# Pendulum and spring physics

1. Mar 31, 2005

### T@P

I read about this on another post, and it got me interested. suppose you have a pendulum (say a steal bar with a weight at the bottom or something) and a spring attached to the bottom. now you take the spring and pull it all the way down. you should have the pendulum pointing straight down, and the spring extended unerneath.

what happens when you release the spring? note: it is not an 'ideal' pendulum, i.e. it is not pointing 'straight' down. therefore the spring doesnt just oscilate up and down, the pendulum moves a bit too i think.

2. Mar 31, 2005

### hemmul

what is the mass of the spring in comparison with the pendulum?

3. Mar 31, 2005

### Integral

Staff Emeritus
This is an example of a coupled system, how it behaves will depend upon the length of the pendulum, the mass on the spring and spring constant. What you will see is an exchange of energy between oscillations of the pendulum and the spring system. Thus the motion will be complex, at some point in time it will be pure pendulum motion at another point in time it will be simple spring oscillations, at other times some combination of the 2.

4. Mar 31, 2005

### jdavel

Integral,

This isn't really a "coupled system"; there's only one mass. The force (magnitude and direction) on the mass is uniquely determined by its location.

5. Mar 31, 2005

### T@P

well is there a general formula for what happens? and also, nothing especially wacky would happen? (too bad)

6. Mar 31, 2005

### Integral

Staff Emeritus
I am assuming that there is a mass at the end of the pendulum to which a spring and mass is attached to. Even if there were no mass at the end of the pendulum rod there would still be some coupling cross the densitiy change at the rod/spring interface.

7. Mar 31, 2005

### Crosson

Yes there is a formula which is very simple to apply, but it has to do with differential equations. If you have had differential equations, then you should have no problem understanding me when I say:

Define the Lagrangian L:

L = kinetic energy - potential energy

So your Lagrangian will be a function of the variables:

$$L = L (x, v , \theta , \omega )$$

Which are, in order: Position of the spring, velocity of the spring, (angular) position of the pendulum, (angular) speed of the pendulum.

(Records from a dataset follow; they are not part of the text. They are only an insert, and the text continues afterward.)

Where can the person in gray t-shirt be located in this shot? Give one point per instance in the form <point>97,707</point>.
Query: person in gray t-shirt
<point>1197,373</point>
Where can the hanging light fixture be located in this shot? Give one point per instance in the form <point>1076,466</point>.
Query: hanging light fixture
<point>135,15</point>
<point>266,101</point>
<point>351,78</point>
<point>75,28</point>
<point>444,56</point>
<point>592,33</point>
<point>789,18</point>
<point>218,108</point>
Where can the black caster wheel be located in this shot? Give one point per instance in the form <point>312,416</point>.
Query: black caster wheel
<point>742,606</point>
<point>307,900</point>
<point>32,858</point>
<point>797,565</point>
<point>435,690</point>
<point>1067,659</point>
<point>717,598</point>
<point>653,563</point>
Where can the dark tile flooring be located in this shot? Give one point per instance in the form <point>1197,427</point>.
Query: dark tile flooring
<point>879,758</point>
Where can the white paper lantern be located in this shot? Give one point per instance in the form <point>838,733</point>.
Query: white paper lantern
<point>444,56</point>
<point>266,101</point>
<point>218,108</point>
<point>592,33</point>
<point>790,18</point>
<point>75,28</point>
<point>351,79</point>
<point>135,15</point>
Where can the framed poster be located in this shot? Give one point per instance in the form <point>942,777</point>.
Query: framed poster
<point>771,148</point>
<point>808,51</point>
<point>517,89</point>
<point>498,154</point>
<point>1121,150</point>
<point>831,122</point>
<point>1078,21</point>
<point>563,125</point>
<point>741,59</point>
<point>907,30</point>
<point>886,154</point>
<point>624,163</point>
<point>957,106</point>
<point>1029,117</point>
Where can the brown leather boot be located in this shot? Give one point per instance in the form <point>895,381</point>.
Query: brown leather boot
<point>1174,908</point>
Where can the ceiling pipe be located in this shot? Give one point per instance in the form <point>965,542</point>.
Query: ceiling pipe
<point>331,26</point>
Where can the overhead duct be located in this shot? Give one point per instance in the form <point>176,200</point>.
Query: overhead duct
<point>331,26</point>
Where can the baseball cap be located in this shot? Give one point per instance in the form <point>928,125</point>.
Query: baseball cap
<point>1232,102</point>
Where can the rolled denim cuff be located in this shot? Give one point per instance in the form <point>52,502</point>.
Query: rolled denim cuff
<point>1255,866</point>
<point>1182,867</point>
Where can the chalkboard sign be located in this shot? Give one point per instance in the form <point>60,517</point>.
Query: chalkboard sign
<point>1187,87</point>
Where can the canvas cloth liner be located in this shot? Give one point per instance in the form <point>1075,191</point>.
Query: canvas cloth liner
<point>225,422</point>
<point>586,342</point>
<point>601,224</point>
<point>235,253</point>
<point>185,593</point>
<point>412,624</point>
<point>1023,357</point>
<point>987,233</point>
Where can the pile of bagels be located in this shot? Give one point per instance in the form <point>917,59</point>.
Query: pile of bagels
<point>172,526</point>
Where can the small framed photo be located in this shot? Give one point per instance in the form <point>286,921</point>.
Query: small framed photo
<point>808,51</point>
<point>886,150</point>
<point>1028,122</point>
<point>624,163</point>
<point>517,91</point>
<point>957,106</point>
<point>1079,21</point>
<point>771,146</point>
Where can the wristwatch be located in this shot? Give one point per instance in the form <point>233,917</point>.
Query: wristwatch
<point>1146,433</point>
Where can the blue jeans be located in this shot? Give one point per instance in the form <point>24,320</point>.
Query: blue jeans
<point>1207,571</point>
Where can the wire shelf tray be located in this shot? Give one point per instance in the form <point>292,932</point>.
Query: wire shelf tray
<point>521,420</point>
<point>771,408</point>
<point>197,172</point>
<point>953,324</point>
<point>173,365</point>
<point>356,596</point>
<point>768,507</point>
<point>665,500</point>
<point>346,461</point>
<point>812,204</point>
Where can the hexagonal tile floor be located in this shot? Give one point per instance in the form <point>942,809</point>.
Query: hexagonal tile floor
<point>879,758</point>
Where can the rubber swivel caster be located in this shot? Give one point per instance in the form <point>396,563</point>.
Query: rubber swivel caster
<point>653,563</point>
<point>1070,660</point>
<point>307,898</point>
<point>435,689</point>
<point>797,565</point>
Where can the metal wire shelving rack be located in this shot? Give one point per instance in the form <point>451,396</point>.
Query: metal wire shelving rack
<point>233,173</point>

These are the four variables that you would like to know as a function of time. To find the functions, you need a (differential) equation of motion. Here it is:

$$\frac{\partial{L}}{\partial x} - \frac{d}{dt} (\frac{\partial{L}}{\partial v}) = 0$$

$$\frac{\partial{L}}{\partial \theta} - \frac{d}{dt} (\frac{\partial{L}}{\partial \omega}) = 0$$

So, just plug and chug :)

8. Mar 31, 2005

### Integral

Staff Emeritus
Actually the motion should be very interesting, and since the system would/could be non linear you may find chaotic.

This type of system is often solved using Lagrangian Dyanmics. See this thread for an example of how this works.